Last time, amongst other ideas, we looked at how to implement Varying Coefficient Boosting in PyTorch. These types of models are quite useful, as they are considerably flexible and (locally) interpretable at the same time.

By using Boosted Trees, we even gain interpretability for the coefficient functions themselves. The well-known predictive performance of Gradient Boosting also seems to apply for such models. Personally, I believe that these aspects make tree-boosting the preferrable approach to Varying Coefficients.

Today, we will look at how to apply this approach to geospatial data and data with a prevalent temporal component. Our main goal is to let the coefficients vary over space and/or time. This should improve interpretability even further – the model coefficients will only change per region or per time period. Especially for geospatial data, we can then make some neat geo-plots to visualize the results.

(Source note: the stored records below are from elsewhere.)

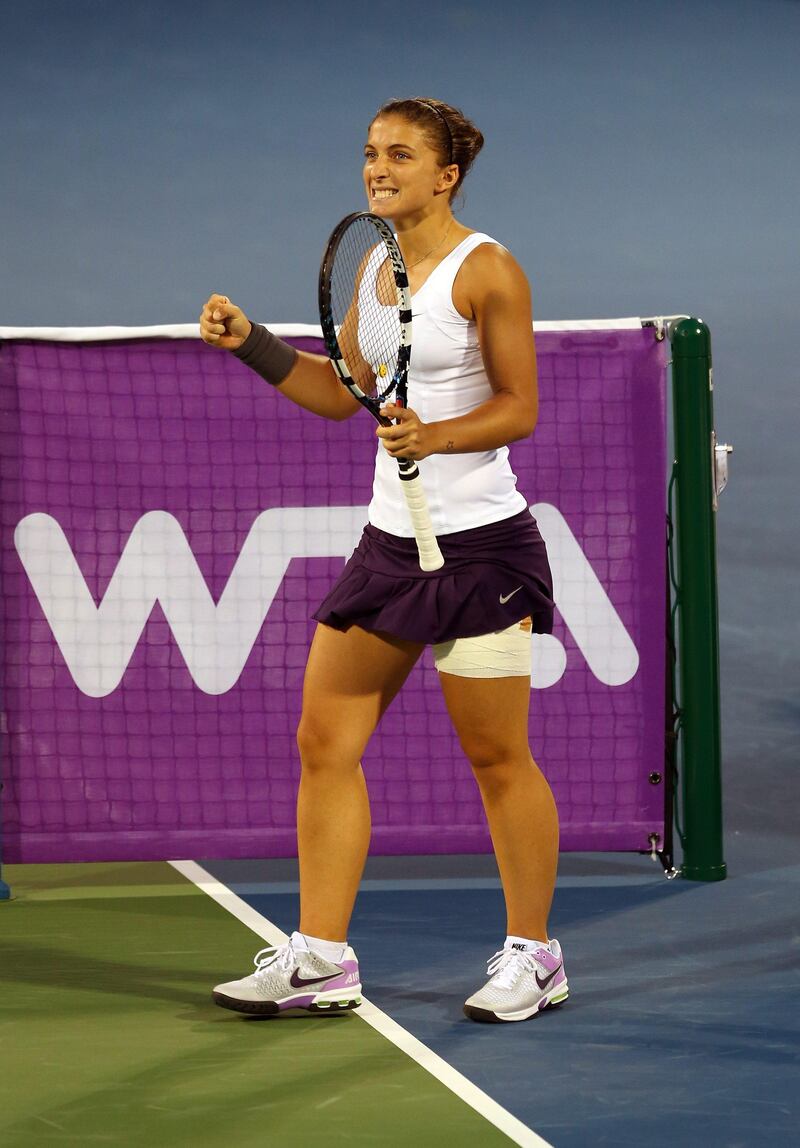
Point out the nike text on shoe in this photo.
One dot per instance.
(287, 978)
(521, 985)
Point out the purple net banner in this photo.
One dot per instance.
(169, 525)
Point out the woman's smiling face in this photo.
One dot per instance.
(402, 171)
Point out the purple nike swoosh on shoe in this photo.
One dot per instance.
(298, 982)
(545, 982)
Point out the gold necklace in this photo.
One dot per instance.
(428, 254)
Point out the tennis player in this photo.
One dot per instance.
(472, 390)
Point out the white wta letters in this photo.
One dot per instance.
(157, 566)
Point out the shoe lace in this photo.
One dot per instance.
(281, 956)
(506, 967)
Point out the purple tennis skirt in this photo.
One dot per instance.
(492, 575)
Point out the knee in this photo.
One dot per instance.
(496, 766)
(321, 746)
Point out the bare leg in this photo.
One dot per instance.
(490, 716)
(350, 680)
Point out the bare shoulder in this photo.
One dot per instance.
(489, 271)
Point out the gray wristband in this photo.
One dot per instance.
(268, 355)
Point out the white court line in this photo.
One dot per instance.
(450, 1077)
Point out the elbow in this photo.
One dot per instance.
(523, 425)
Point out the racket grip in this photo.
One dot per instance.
(429, 555)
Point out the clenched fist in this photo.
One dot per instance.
(223, 324)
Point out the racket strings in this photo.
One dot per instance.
(364, 308)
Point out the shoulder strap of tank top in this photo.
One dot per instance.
(444, 274)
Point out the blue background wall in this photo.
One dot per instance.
(641, 158)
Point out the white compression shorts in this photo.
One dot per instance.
(504, 653)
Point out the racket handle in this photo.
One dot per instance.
(429, 555)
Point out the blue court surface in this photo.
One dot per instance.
(682, 1024)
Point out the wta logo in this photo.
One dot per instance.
(157, 566)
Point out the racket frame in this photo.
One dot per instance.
(429, 553)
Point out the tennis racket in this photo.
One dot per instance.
(365, 312)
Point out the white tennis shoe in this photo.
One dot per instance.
(289, 978)
(522, 984)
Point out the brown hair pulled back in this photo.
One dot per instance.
(447, 130)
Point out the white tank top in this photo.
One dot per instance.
(447, 379)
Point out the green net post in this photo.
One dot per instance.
(698, 615)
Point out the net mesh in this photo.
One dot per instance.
(170, 525)
(363, 300)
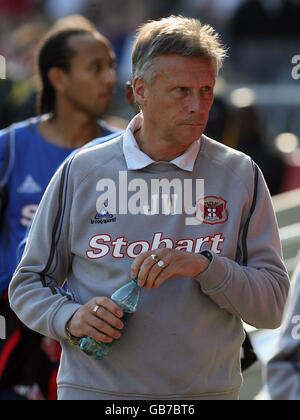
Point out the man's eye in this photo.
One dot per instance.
(181, 89)
(206, 89)
(96, 67)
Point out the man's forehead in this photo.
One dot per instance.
(174, 66)
(89, 43)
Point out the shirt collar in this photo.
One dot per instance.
(137, 159)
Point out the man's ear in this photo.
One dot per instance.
(58, 79)
(139, 87)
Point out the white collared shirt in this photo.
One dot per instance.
(137, 159)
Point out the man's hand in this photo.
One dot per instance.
(102, 324)
(155, 267)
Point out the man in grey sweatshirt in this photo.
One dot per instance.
(283, 370)
(188, 215)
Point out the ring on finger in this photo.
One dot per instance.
(154, 257)
(96, 308)
(161, 264)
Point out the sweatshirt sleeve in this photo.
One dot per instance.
(36, 293)
(255, 289)
(283, 370)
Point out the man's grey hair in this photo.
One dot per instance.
(174, 35)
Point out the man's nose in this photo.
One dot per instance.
(196, 103)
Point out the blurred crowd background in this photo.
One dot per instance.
(258, 91)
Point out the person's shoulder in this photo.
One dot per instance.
(20, 130)
(224, 154)
(228, 161)
(96, 156)
(102, 140)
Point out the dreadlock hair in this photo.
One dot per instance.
(55, 51)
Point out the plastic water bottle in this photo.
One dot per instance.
(127, 298)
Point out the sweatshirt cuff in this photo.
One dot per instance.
(213, 279)
(61, 317)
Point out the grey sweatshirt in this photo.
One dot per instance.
(97, 216)
(283, 370)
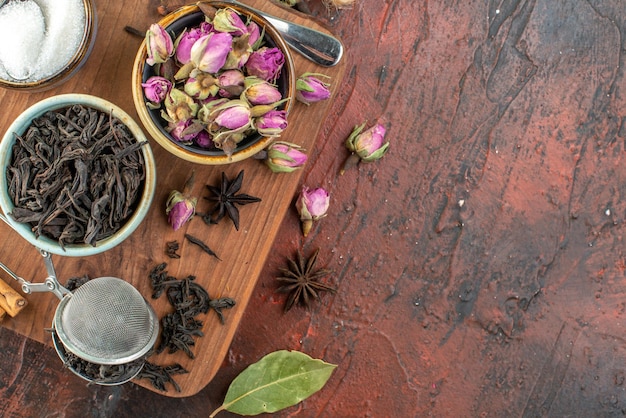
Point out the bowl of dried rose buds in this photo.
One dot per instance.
(213, 83)
(78, 175)
(43, 43)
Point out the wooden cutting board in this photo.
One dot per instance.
(107, 73)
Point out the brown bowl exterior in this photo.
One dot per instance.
(163, 137)
(77, 61)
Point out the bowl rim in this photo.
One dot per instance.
(165, 141)
(73, 65)
(19, 126)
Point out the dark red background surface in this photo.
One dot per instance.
(480, 264)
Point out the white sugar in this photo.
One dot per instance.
(24, 46)
(20, 38)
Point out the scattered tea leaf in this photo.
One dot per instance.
(279, 380)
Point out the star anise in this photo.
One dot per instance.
(227, 198)
(301, 280)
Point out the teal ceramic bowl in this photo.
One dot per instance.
(19, 127)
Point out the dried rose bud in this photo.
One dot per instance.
(156, 89)
(231, 83)
(209, 53)
(239, 53)
(204, 140)
(312, 205)
(260, 92)
(366, 146)
(201, 85)
(159, 45)
(266, 63)
(184, 131)
(272, 123)
(255, 37)
(228, 20)
(180, 207)
(232, 115)
(339, 4)
(310, 89)
(179, 106)
(283, 157)
(186, 40)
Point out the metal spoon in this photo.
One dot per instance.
(319, 47)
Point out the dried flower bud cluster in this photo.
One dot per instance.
(215, 83)
(180, 206)
(283, 157)
(312, 205)
(310, 89)
(367, 146)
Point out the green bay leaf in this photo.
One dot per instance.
(279, 380)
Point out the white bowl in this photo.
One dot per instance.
(19, 126)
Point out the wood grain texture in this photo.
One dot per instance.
(480, 265)
(107, 74)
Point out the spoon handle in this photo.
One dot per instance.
(319, 47)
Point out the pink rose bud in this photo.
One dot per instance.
(266, 63)
(159, 45)
(231, 83)
(228, 20)
(186, 40)
(272, 123)
(156, 89)
(369, 145)
(310, 89)
(258, 91)
(255, 35)
(283, 157)
(232, 115)
(365, 146)
(209, 53)
(180, 207)
(184, 131)
(312, 205)
(239, 53)
(204, 140)
(201, 85)
(179, 106)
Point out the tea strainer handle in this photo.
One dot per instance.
(50, 284)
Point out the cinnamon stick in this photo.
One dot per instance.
(10, 300)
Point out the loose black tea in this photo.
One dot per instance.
(172, 248)
(180, 328)
(98, 373)
(75, 175)
(159, 376)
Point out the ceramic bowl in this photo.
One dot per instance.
(19, 127)
(66, 71)
(174, 23)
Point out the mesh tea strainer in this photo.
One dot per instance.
(106, 321)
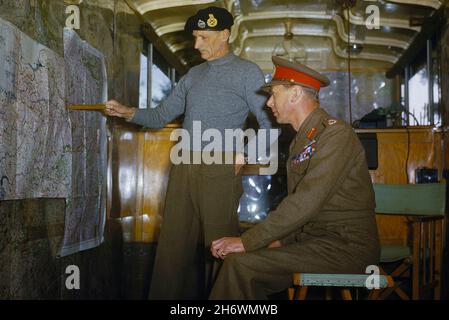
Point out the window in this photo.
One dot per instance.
(162, 78)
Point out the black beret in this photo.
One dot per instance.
(211, 18)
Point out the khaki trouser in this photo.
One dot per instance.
(201, 206)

Adapting the Varying Coefficient model from before

If you take a close look at our previous implementation of Varying Coefficient Boosting, you will notice one important aspect: Our model presumed that the coefficient function features and the regression features are equivalent. I.e., in the model formula

$\hat{y} = F^{(0)}(x) + F^{(1)}(x)\cdot x^{(1)} + \cdots F^{(M)}(x)\cdot x^{(M)},$

we could not allow the $x$ in $F^{(m)}(x)$ to be different from the $x^{(m)}$ in the regression function. Now, however, input vector $x$ is presumed to contain, for example, $x^\text{lat}$ and $x^\text{lon}$ or $x^\text{year}$ and $x^\text{month}$ . We therefore only want those features to be used in the $F^{(m)}(x)$ . For the actual regressors, we will use the remaining features, $x\setminus {x^\text{lat}, x^\text{lon},…}$ .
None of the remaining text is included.